High-sensitivity strain sensors play a crucial role in various fields such as aerospace engineering, structural health monitoring, human healthcare, and motion tracking. Over the past few decades, a wide range of optical strain sensors have been developed using different methods and structures. However, many of these sensors require costly equipment or specialized optical fibers, increasing both expense and fabrication complexity. In recent years, the Vernier effect has attracted significant attention due to its ability to substantially enhance the sensitivity of various optical fiber sensors. A typical Vernier-effect-based fiber sensor consists of two interferometers with similar free spectral ranges (FSRs). A minor spectral shift in one interferometer leads to a pronounced shift in the superimposed spectrum, which significantly improves the sensitivity by several orders of magnitude. Various Vernier-effect-based sensor structures have been proposed for measuring physical parameters such as temperature, refractive index, displacement, and strain. However, traditional fiber-optic sensors often rely on broadband light sources, resulting in low optical transmission power and wide 3 dB bandwidths, which compromise sensing accuracy. If a light source with higher power and a narrower 3 dB bandwidth is used, sensing accuracy can be significantly improved. Fiber laser sensors offer a promising solution to these limitations. In such systems, the sensing element acts as a filter, and its central wavelength determines the operating wavelength of the laser. Changes in external conditions lead to a shift in the central wavelength of the filter, which in turn alters the operating wavelength of the laser. While the integration of the Vernier effect with fiber laser sensing has enhanced the performance of strain sensors, challenges such as limited stability and high temperature cross-sensitivity remain. To address these limitations, we propose a high-sensitivity fiber laser strain sensor based on a Vernier effect filter.

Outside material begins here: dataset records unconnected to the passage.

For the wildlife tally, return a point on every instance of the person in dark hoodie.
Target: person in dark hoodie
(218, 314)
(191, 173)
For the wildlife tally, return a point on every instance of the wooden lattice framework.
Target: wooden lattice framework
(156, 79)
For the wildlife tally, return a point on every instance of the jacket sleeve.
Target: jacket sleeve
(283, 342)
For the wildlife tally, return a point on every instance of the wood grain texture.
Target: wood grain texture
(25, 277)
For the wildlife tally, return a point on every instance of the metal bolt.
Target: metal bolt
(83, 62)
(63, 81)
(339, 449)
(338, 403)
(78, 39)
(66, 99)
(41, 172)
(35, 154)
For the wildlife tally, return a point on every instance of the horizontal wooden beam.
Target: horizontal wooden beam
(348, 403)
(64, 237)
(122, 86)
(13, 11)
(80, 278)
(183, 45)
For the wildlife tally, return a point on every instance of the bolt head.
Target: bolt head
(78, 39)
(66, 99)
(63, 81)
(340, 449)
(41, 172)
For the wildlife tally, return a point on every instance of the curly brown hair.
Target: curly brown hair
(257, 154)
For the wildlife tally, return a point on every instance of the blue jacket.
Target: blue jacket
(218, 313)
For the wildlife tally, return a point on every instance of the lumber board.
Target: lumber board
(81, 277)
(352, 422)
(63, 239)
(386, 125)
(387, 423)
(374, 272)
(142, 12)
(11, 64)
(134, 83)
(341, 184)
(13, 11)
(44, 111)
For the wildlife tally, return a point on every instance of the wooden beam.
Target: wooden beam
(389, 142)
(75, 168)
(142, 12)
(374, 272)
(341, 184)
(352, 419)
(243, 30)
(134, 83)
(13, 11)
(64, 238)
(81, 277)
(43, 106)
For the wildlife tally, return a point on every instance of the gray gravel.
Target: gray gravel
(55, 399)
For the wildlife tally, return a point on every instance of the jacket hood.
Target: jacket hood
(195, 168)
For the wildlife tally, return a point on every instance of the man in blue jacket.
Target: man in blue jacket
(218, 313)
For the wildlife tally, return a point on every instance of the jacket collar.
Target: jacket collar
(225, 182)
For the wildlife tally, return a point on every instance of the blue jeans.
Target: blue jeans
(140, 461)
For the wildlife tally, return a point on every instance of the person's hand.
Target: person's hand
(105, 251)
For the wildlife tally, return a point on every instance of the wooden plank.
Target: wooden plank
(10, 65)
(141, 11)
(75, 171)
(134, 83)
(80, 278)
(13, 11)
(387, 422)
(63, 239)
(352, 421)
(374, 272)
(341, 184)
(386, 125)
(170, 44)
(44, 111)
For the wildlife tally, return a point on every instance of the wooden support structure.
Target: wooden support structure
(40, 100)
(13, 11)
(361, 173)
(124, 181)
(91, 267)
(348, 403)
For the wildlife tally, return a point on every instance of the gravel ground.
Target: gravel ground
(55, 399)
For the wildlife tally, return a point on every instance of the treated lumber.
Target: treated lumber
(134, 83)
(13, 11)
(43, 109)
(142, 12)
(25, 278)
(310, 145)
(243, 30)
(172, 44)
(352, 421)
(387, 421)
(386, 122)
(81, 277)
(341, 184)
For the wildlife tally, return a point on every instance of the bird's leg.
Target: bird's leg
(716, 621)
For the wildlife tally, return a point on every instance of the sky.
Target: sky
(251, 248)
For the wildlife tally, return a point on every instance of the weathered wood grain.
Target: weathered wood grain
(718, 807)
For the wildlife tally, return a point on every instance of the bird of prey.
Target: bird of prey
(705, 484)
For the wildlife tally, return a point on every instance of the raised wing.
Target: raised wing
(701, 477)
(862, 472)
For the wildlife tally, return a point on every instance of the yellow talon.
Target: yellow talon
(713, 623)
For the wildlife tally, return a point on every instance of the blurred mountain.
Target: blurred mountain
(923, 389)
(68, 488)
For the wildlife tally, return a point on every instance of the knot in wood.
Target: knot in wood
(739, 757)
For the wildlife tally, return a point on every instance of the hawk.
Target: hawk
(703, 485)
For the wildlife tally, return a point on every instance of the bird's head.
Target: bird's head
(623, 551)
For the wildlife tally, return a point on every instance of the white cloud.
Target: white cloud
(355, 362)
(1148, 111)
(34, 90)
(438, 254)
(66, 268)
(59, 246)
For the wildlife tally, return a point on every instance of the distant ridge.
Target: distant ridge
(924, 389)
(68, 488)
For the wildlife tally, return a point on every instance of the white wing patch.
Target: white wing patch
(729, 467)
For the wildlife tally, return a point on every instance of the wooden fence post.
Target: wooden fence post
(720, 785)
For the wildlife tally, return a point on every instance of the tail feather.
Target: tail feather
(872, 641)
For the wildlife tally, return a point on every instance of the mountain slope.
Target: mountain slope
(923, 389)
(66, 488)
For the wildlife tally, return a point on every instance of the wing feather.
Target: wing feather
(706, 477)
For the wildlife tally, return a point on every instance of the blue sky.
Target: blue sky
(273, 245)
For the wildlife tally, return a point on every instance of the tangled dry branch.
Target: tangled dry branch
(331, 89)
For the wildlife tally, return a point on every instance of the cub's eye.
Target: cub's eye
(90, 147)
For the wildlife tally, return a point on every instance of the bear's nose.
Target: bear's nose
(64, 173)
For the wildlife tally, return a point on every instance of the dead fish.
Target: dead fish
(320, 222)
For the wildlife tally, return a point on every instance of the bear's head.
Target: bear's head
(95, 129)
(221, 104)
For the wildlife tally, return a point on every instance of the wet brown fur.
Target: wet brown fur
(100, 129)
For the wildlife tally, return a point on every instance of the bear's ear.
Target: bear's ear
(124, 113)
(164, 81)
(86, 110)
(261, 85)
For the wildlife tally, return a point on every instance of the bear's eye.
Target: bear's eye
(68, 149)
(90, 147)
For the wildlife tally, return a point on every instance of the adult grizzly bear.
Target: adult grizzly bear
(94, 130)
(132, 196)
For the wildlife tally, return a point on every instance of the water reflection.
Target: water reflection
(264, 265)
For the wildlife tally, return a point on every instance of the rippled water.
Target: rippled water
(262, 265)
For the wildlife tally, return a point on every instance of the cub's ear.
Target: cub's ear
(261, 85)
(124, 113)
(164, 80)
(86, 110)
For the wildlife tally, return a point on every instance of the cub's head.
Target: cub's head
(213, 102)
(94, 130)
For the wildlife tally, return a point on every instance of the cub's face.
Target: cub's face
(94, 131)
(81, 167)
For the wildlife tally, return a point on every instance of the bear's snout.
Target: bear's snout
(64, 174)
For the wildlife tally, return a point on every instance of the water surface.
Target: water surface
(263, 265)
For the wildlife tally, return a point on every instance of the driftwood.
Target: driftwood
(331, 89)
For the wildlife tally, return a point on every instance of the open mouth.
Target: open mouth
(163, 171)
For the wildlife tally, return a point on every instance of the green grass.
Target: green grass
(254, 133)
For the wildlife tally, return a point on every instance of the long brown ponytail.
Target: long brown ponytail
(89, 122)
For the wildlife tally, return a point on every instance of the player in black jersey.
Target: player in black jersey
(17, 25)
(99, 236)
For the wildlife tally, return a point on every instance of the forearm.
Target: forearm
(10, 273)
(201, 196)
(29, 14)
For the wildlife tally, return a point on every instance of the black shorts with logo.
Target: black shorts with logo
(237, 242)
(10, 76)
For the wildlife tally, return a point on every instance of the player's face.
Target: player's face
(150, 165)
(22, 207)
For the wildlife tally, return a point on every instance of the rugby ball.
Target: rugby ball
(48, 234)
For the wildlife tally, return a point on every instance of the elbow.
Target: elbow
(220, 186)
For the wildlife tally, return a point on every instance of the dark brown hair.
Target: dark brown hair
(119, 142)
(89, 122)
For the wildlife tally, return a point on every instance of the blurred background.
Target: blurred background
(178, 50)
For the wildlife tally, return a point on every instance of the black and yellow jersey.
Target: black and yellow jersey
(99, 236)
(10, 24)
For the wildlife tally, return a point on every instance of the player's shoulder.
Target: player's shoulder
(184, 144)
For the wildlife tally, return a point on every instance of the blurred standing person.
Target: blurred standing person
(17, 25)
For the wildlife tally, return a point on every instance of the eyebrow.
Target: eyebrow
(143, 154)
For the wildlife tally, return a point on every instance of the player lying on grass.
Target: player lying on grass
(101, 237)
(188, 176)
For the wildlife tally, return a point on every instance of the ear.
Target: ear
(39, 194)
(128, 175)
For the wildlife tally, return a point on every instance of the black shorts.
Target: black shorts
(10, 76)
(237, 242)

The core of the proposed sensor is a Vernier-effect-based filter composed of two cascaded Mach-Zehnder interferometers (MZIs), where one functions as the reference arm and the other as the sensing arm. The FSRs of the two MZIs are matched by carefully adjusting the length difference between the arms, ensuring the generation of a Vernier effect. When external stress causes a change in the optical path of the sensing MZI, the laser’s central wavelength experiences a significant shift, enabling high-sensitivity strain detection.

The sensing MZI is stretched in increments of 72 nm, corresponding to a strain change of 0.72 με. As strain increases, the peak wavelength of the laser shifts accordingly. Within the strain range of 0?3.6 με, the sensor exhibits a sensitivity of 4.15 nm/με (Fig. 6). In repeatability tests, the maximum deviation in strain sensitivity across four experiments is 0.023 nm/με (Fig. 6). During a 1-h stability test, the wavelength drift remains between 0.04 nm and 0.06 nm (Fig. 7). After temperature compensation, the temperature sensitivity is 0.097 nm/℃, and the temperature cross-sensitivity is 0.023 με/℃(Fig. 9).

We present a high-sensitivity strain fiber laser sensor based on a Vernier effect filter, which comprises two cascaded MZIs serving as reference and sensing arms. The FSR of the two MZIs is closely matched to generate a Vernier effect. By integrating the Vernier effect filter into a ring fiber laser, the sensor achieves a high strain sensitivity of 4.15 nm/με over a range of 0?3.6 με. The system also shows excellent repeatability, with a maximum strain deviation of 0.023 nm/με across four trials, and good stability, with a wavelength drift of only 0.04?0.06 nm over 1 h. After temperature compensation, the temperature sensitivity reaches 0.097 nm/℃, and the temperature cross-sensitivity is 0.023 με/℃. To the best of our knowledge, this sensor demonstrates the highest strain sensitivity among reported MZI-based fiber sensors. By leveraging the inherent advantages of fiber lasers, the proposed sensor exhibits excellent repeatability and stability, making it highly suitable for applications across a wide range of fields.